We achieve cooperation between operating system kernels by assigning
interrupts to corresponding kernels, and only one kernel could write
commands to the peripheral.

> >
> > We dynamically select the operating system kernel controlling the
> > target peripheral based on the task at hand, which looks more like a
> > software behavior rather than hardware behavior to me. I agree that we
> > might need a firmware description for "whether another operating
> > system exists for this peripheral", but we also need to store the
> > information about "whether another operating system is actively using
> > this peripheral". To me, the latter one looks more like a sysfs entry
> > rather than a firmware description as it's not determined statically.
>
> I can understand why moving this sort of decisions to user-space might
> sound appealing, but it also seems like if the peripheral is going to be
> "stolen" away from Linux, then maybe Linux should not be managing it at
> all, e.g.: unbind the device from its driver, and then rebind it when
> Linux needs to use it.

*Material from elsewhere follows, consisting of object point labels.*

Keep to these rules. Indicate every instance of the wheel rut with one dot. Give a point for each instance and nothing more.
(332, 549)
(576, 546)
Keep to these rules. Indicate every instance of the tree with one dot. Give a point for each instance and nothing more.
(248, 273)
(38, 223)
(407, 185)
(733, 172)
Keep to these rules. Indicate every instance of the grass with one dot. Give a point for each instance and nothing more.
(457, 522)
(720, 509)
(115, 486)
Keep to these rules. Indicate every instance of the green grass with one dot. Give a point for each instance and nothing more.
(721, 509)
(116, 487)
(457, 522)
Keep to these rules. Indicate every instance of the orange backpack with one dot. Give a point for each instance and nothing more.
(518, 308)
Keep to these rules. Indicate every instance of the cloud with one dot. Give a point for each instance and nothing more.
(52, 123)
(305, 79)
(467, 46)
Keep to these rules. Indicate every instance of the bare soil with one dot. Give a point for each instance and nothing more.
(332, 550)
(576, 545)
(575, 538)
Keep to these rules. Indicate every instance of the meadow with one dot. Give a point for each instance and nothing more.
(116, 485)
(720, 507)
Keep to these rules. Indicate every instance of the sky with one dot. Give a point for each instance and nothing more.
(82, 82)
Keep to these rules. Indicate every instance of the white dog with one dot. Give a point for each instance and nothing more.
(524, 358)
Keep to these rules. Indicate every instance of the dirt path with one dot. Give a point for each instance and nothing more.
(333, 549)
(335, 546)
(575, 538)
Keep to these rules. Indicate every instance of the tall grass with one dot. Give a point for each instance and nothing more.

You would have to write your drivers such that
> they can skip the peripheral's initialization if you need to preserve
> state from the previous agent after an ownership change for instance?
>
> I do not think you are painting a full picture of your use case,
> hopefully not intentionally but at first glance it sounds like you need
> a combination of kernel-level changes to your drivers, and possibly more.
>
> Seems like more details need to be provided about the overall intended
> use cases such that people can guide you with a fuller picture of the
> use cases.
> --
> Florian
>

Let me introduce the scenario of our real-world use case. The
peripheral (controller) can issue multiple interrupts, which are
handled respectively by two operating system kernels (Linux and a
non-Linux). In addition, only one kernel can issue commands to the
peripheral. Although we have successfully distributed control of this
peripheral between the kernels, Linux's system power management still
applies power transition rules to the entire peripheral without
awareness of the other kernel's activity. In other words, the Linux
kernel has partial responsibility for the peripheral's functionality,
but its power management decisions affect the entire peripheral. This
can potentially interfere with the non-Linux kernel's operations.

We want to introduce a mechanism that allows the Linux kernel to make
power transitions for the peripheral based on whether the other
operating system kernel is actively using it. To achieve this, we
propose this patch that adds a sysfs attribute, providing the Linux
kernel with the necessary information.